Frequently asked questions
How do I get LLM-ready data from a URL?
Decide whether you want specific fields or the whole page. For fields, send the URL to /v1/smartscraper and describe them; you get structured JSON under data.result. For the whole readable page, call /v1/scrape with clean: true to strip the boilerplate. PDFs come back as markdown automatically.
How do I convert a web page to clean text for an LLM?
Call /v1/scrape with clean: true. It strips the scripts, styles, navigation, and ads, and returns the cleaned HTML under data.html, plus page metadata like the title and language. That is the part a model should read, without the surrounding chrome that wastes tokens and confuses extraction.
Can I get a web page as JSON instead of HTML?
Yes. /v1/smartscraper returns structured JSON: send website_url and a user_prompt naming the fields, and the result arrives under data.result, optionally validated against an output_schema. Use /v1/scrape instead when you want the whole page's content rather than a fixed set of fields pulled out of it.

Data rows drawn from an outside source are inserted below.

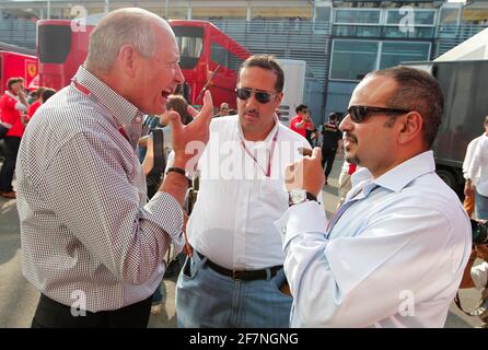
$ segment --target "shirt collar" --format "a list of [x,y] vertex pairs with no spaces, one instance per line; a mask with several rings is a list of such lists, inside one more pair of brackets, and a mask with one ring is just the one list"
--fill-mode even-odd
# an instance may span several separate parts
[[135,105],[89,72],[83,66],[78,69],[73,79],[89,90],[121,126],[129,126],[137,116],[140,116],[142,120],[142,113]]
[[433,173],[434,171],[435,162],[433,160],[433,152],[426,151],[395,166],[376,179],[372,179],[372,175],[367,168],[360,168],[352,174],[351,182],[352,186],[356,186],[365,178],[369,178],[372,184],[399,192],[417,177]]
[[[266,137],[266,139],[264,139],[263,141],[256,141],[256,142],[271,142],[271,139],[275,137],[275,133],[277,132],[278,128],[279,128],[279,120],[278,117],[275,115],[275,126],[272,127],[271,131],[269,131],[268,136]],[[241,119],[237,116],[237,133],[241,137],[241,139],[243,139],[244,141],[247,141],[244,137],[244,131],[242,130],[242,126],[241,126]]]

Does it convert pages to markdown?
It depends on the source. For HTML pages, clean: true returns cleaned HTML with the boilerplate stripped, not markdown. PDFs are the markdown path: point /v1/scrape at a PDF URL and the text comes back as markdown under data.html with content_type set to pdf. For structured fields rather than prose, use /v1/smartscraper for JSON.

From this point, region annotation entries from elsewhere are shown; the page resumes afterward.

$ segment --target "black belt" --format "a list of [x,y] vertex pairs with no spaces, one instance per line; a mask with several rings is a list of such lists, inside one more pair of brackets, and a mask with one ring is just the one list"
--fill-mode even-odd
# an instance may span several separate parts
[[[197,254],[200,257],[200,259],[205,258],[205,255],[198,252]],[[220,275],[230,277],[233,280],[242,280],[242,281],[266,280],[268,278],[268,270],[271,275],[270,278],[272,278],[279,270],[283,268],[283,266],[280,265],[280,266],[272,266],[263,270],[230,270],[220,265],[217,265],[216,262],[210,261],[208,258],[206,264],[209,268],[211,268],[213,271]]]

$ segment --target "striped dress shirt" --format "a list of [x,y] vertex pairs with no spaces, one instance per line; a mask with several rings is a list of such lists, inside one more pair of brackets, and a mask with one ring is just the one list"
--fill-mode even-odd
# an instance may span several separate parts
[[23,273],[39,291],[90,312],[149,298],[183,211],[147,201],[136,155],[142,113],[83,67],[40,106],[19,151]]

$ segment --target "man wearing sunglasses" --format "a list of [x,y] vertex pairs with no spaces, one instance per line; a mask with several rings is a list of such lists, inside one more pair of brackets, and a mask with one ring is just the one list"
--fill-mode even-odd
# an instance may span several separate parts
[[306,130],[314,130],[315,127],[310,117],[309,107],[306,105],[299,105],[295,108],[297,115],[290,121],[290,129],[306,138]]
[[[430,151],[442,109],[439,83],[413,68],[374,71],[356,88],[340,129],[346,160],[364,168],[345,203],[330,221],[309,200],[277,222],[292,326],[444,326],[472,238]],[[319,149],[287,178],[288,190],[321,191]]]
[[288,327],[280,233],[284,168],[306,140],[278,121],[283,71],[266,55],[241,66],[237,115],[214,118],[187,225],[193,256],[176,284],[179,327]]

How do I strip nav, ads, and boilerplate before sending a page to a model?
Set clean: true on a /v1/scrape call. The cleaner removes scripts, styles, navigation, and similar chrome before returning the content, so you send the model the substance of the page rather than its menus and footers. You can also narrow further with include_tags or exclude_tags to keep or drop specific elements.
Can I extract text from a PDF URL?
Yes. Point /v1/scrape at a PDF URL and it is detected and converted, returning the text as markdown under data.html with content_type set to pdf. A PDF whose pages are scanned images has no text layer to extract, so expect little or nothing back from those until they have been run through OCR elsewhere.
How much does it cost to fetch clean content from a URL?
A /v1/scrape call costs 1 credit, billed on success only, so a failed fetch costs nothing. A structured /v1/smartscraper extraction costs 5 credits. If a hostile page forces the stealth browser tier, that adds 2 credits on scrape or 5 on smartscraper, charged only when the stealth tier actually runs.